Après le thé, Stephen se rendit dans le jardin afin d’admirer les massifs de bégonias. Mais ce n’était pas la saison de la floraison. Il l’avait oublié et notre chercheur fut quelque peu déçu.
Le reste de la journée fut occupé par l’analyse politique et économique du pays. Le professeur dut supporter les déclarations de son père et garder un silence diplomatique.
Lorsque Stephen et Michaël regagnèrent leur voiture, le chercheur jeta d’un ton acide :
- Alors, cette étude sociologique sur deux Américains d’âge mûr de la classe moyenne ? Intéressante ?
- Plus que vous l’imaginez, Stephen. Merci de m’avoir permis de rencontrer vos parents…
- Vous avez pu les analyser… lire en eux…

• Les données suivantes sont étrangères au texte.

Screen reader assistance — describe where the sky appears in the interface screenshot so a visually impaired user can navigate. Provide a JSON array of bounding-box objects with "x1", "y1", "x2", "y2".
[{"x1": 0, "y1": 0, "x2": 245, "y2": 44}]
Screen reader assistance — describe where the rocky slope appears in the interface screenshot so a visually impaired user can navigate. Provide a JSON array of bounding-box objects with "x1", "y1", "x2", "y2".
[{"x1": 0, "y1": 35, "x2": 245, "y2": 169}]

- Tout à fait. Je puis même avancer que, désormais, je connais Dietrich et Anna Eva mieux que vous…
- Pff ! Cela reste à voir. Je suis bon prince avec vous, Michaël… Trop bon prince, même…
*****

Notre agent temporel, malgré ses multiples missions à travers les siècles, restait toujours aussi curieux. Il faisait tout pour étudier de près les comportements mystérieux pour lui, des Homo Sapiens. Bien évidemment, il savait que la division par sexe existait afin de perpétuer l’espèce… mais il trouvait cette technique de reproduction barbare, archaïque. Il ne saisissait pas très bien l’antagonisme homme/femme non plus. Il se demandait toujours pourquoi le sexe dit faible était le plus souvent laissé pour compte, voire persécuté…

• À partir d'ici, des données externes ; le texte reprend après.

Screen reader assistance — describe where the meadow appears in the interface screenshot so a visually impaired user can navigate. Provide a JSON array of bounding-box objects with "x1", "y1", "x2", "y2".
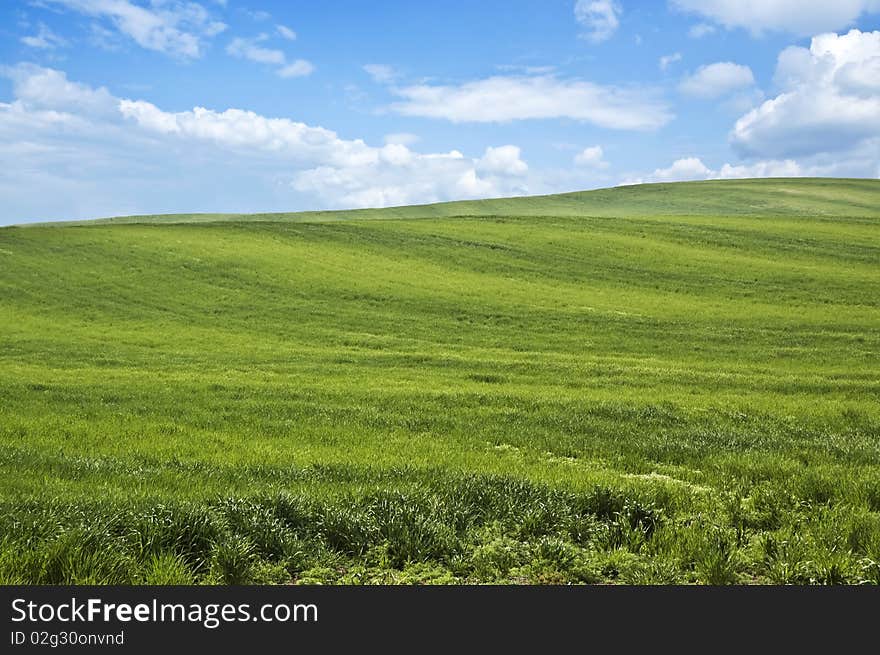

Pour l’heure, Michaël était assez satisfait de sa mission.
Approfondissant son étude, il observait, tel un entomologiste, les attitudes et les interactions des étudiants de Stephen Möll entre eux. Avec ironie, il les voyait entrer dans une ronde amoureuse sans fin, oubliant quelque peu leurs études et la situation internationale qui allait en s’aggravant.

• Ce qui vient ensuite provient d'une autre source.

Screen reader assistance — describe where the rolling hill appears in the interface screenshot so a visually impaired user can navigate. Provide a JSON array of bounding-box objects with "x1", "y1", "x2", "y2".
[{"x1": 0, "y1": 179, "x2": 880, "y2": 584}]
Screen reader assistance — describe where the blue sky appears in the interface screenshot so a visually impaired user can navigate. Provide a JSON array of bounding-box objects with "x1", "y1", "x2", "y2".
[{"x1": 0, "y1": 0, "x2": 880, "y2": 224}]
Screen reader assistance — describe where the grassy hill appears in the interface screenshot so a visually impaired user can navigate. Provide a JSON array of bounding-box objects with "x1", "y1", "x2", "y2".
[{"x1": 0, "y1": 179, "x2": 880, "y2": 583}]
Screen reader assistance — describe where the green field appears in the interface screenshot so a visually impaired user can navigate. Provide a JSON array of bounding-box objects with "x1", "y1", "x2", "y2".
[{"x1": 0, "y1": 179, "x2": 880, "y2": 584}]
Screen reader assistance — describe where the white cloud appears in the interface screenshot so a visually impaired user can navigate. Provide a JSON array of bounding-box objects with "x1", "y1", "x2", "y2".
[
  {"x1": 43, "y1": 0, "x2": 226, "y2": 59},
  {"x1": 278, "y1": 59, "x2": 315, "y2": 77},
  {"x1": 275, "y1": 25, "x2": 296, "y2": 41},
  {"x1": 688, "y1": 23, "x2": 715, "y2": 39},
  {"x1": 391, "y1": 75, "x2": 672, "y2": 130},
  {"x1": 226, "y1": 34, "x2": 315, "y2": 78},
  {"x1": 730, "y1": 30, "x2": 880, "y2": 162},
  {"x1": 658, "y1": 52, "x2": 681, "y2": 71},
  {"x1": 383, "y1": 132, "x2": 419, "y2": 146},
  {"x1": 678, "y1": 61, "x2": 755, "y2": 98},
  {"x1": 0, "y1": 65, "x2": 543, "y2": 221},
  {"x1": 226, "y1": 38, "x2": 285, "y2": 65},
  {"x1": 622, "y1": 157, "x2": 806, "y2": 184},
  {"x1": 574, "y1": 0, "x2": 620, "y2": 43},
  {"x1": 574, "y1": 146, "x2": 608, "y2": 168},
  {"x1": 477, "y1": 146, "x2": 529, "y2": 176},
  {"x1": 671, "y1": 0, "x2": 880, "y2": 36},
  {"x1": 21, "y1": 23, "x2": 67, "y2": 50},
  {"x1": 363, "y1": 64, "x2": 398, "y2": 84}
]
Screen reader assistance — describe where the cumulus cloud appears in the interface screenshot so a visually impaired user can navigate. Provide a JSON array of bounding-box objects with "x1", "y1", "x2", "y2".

Cette désinvolture le dépassait.
Manifestement, Cynthia était amoureuse de Stephen… Un amour sans espoir… pour l’instant… car ce dernier fréquentait Inge avec assiduité… tout en accordant quelques heures à Tamira… L’Allemande venait souvent dans la petite villa du professeur, non pour étudier, mais pour son plaisir.
Lors de ces moments intimes, Michaël peinait à rester dans son coin et à se montrer discret. Plus souvent qu’à son tour, il avait surpris le couple au grand dam de Stephen et à la fureur de la Teutonne.
- Michaël, on ne vous a jamais dit qu’il fallait frapper aux portes avant d’entrer ? Rugissait le professeur.
- Non mais ! Quel voyeur ! Quel goujat ! Renchérissait Inge.
- Inutile que je m’excuse, je crois… je voulais savoir comment vous faisiez… pour recommencer après seulement dix minutes… votre cœur tient le coup ? Je l’entends battre à 150 battements par minute…
- Je rêve ! Fils d’en…
- Allez-vous faire foutre ! Glapissait Inge.
Et ainsi de suite…
Michaël se mêlant de ce qui ne le regardait absolument pas, avait osé dire à la Japonaise que Stephen continuait à voir l’Allemande. Hors d’elle, la jeune femme avait claqué la porte après avoir fait une scène à son amant infidèle…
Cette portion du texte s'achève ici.